Sema4D knockdown reduces HNSCC-mediated endothelial cell chemotaxis and HNSCC tumor growth and vascularity. (A) Immunoblot analysis for Sema4D on cell lysates (S4D: lysate) and serum-free medium (CM) conditioned by the indicated cell types transfected with vector control (−) or Sema4D shRNA (+) (Top and Middle). Tubulin was used as a lysate loading control (Bottom). (B) Serum-free media conditioned by control (−) or Sema4D shRNA (+) transfected HNSCC cells were used as the chemoattractants for HUVEC in migration assays. Ten percent FBS and 0.1% BSA served as positive and negative controls. (C) The HNSCC cells HN12, UMSCC 11B, Cal27, and Hep2 were infected with control lentiviruses or lentiviruses coding for Sema4D shRNA and injected s.c. into nude mice.

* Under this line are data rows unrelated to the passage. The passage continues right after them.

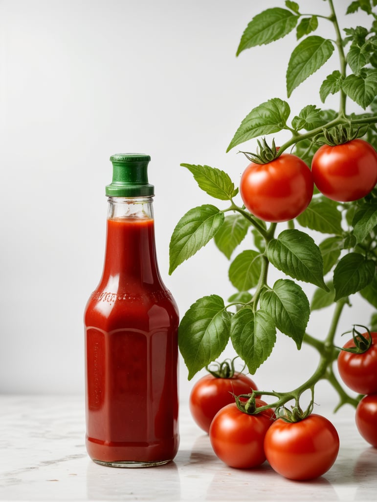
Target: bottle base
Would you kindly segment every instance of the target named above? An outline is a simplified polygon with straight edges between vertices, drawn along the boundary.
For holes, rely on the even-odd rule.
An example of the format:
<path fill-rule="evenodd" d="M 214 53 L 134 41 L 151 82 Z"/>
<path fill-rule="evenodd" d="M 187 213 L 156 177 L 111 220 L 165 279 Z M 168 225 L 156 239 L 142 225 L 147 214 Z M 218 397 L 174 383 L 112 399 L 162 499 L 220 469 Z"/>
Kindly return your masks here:
<path fill-rule="evenodd" d="M 103 460 L 97 460 L 93 459 L 93 462 L 100 465 L 105 465 L 109 467 L 121 467 L 122 468 L 140 468 L 142 467 L 154 467 L 158 465 L 163 465 L 167 464 L 169 460 L 157 460 L 153 462 L 133 462 L 131 460 L 115 460 L 114 462 L 104 462 Z"/>

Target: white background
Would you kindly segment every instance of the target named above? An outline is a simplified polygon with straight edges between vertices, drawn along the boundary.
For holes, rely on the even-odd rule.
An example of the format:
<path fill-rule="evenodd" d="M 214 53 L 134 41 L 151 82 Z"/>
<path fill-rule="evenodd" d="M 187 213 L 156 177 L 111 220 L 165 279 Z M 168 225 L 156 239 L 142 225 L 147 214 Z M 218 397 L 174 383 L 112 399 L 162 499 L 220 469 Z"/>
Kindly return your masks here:
<path fill-rule="evenodd" d="M 350 3 L 334 2 L 342 27 L 364 23 L 361 14 L 344 15 Z M 328 12 L 322 0 L 299 3 L 302 12 Z M 84 390 L 83 313 L 102 272 L 104 187 L 111 181 L 113 154 L 152 157 L 160 271 L 181 316 L 205 295 L 226 299 L 234 292 L 228 260 L 212 242 L 169 276 L 169 242 L 189 209 L 206 203 L 225 207 L 202 192 L 180 164 L 219 168 L 238 185 L 247 161 L 237 148 L 225 153 L 235 131 L 254 106 L 272 97 L 286 99 L 295 32 L 235 57 L 252 18 L 284 7 L 281 0 L 262 4 L 0 1 L 0 392 Z M 332 38 L 330 24 L 320 23 L 318 34 Z M 292 116 L 306 104 L 322 106 L 318 89 L 336 67 L 336 58 L 334 53 L 293 92 Z M 326 107 L 337 106 L 337 97 L 331 97 Z M 241 148 L 255 147 L 251 141 Z M 272 273 L 271 283 L 274 278 Z M 338 344 L 351 323 L 370 317 L 365 303 L 352 301 L 338 327 Z M 323 337 L 331 314 L 330 309 L 313 314 L 309 332 Z M 225 355 L 233 354 L 229 348 Z M 291 390 L 317 361 L 310 348 L 298 352 L 278 334 L 273 355 L 254 380 L 264 390 Z M 180 368 L 184 399 L 203 373 L 188 382 L 183 361 Z"/>

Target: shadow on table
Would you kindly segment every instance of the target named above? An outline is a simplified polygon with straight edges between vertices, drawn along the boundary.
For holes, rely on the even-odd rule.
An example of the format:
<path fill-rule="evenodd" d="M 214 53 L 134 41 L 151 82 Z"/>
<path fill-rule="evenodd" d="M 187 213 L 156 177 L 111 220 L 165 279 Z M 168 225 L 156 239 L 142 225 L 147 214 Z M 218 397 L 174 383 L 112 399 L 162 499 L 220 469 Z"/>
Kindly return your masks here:
<path fill-rule="evenodd" d="M 90 500 L 177 501 L 181 487 L 177 465 L 144 468 L 121 468 L 99 465 L 90 461 L 87 470 Z"/>

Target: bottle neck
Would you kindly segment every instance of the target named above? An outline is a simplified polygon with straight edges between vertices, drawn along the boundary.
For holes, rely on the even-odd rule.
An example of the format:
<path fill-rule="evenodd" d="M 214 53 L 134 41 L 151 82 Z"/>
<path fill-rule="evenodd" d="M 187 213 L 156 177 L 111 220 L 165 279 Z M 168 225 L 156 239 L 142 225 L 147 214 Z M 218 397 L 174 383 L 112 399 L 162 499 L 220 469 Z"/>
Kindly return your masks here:
<path fill-rule="evenodd" d="M 103 284 L 131 292 L 159 278 L 152 197 L 109 197 Z"/>

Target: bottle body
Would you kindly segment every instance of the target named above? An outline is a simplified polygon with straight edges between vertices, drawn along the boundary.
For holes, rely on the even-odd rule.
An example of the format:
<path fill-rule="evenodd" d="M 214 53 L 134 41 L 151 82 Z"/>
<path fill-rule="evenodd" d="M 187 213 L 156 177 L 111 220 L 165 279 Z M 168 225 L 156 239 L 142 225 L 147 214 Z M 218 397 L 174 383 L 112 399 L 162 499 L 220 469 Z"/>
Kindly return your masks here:
<path fill-rule="evenodd" d="M 109 198 L 102 277 L 85 313 L 87 449 L 115 466 L 178 447 L 177 306 L 160 276 L 151 197 Z"/>

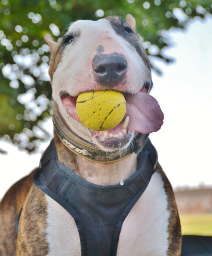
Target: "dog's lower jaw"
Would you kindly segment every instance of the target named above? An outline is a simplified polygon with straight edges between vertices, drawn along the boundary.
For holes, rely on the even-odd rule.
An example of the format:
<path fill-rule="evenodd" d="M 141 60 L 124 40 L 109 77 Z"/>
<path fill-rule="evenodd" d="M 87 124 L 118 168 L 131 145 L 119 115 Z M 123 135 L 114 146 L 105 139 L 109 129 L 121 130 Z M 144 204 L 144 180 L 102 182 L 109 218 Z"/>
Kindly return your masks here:
<path fill-rule="evenodd" d="M 59 161 L 90 182 L 102 185 L 117 184 L 127 178 L 137 170 L 137 155 L 134 153 L 117 162 L 94 162 L 69 150 L 61 143 L 56 133 L 54 140 Z"/>

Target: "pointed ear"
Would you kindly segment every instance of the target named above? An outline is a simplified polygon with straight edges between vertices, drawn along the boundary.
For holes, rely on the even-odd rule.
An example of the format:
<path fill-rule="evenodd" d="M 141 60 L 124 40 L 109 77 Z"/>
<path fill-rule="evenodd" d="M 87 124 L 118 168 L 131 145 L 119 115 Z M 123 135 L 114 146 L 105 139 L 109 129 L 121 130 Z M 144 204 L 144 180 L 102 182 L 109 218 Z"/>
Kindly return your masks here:
<path fill-rule="evenodd" d="M 44 39 L 50 47 L 50 57 L 49 64 L 51 66 L 53 64 L 55 57 L 55 53 L 58 47 L 58 44 L 53 41 L 51 37 L 49 34 L 46 34 L 44 37 Z"/>
<path fill-rule="evenodd" d="M 131 14 L 127 14 L 126 16 L 126 21 L 134 31 L 136 31 L 136 20 Z"/>

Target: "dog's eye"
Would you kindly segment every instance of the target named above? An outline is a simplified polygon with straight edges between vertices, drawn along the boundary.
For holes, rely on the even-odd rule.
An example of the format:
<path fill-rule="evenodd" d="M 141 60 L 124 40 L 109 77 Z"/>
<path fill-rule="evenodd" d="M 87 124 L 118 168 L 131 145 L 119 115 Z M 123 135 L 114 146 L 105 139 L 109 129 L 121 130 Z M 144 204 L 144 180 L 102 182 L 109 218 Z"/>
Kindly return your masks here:
<path fill-rule="evenodd" d="M 124 27 L 123 29 L 124 31 L 127 33 L 133 33 L 134 32 L 133 30 L 129 27 Z"/>
<path fill-rule="evenodd" d="M 67 35 L 64 38 L 63 40 L 63 44 L 69 44 L 73 42 L 74 41 L 74 37 L 72 35 Z"/>

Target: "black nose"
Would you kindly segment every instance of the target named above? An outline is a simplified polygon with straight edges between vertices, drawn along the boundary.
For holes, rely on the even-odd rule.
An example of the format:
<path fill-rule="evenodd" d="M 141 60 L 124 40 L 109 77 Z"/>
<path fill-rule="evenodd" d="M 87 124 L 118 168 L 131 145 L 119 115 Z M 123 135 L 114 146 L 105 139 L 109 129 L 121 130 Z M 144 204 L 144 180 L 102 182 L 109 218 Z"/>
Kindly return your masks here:
<path fill-rule="evenodd" d="M 94 56 L 92 67 L 96 82 L 105 87 L 112 88 L 124 78 L 127 63 L 123 54 L 117 53 L 99 54 Z"/>

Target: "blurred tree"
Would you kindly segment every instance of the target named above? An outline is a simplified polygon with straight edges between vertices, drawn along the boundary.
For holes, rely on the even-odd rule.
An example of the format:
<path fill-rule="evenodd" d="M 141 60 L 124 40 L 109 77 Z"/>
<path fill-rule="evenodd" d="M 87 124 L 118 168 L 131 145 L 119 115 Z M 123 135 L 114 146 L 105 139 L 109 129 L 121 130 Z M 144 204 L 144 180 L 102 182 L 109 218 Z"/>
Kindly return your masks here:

The results of tumor volume measurement from each day of the experiment are shown (n = 10). (D) Representative tumors derived from HN12 cells infected with EGFP or Sema4D lentiviruses are shown at the time of killing. (E) Tumors derived from HN12 cells infected with a control lentivirus (C, Left) and tumors from Sema4D shRNA-infected cells (S4D shRNA, Right) are shown in hematoxylin- and eosin-stained sections (H&E). Enhanced blood vessel infiltration is seen in tumors derived from control HN12 cells compared with tumors derived from Sema4D shRNA-infected cells (CD31). Tumors of HN12 cells infected with control lentiviruses also exhibit much higher levels of Sema4D staining compared with Sema4D shRNA-infected cells (S4D). (F) The number of vessels per 10 high-power fields in CD31-stained xenografts derived from Sema4D shRNA- and control-infected HNSCC cells was counted and averaged.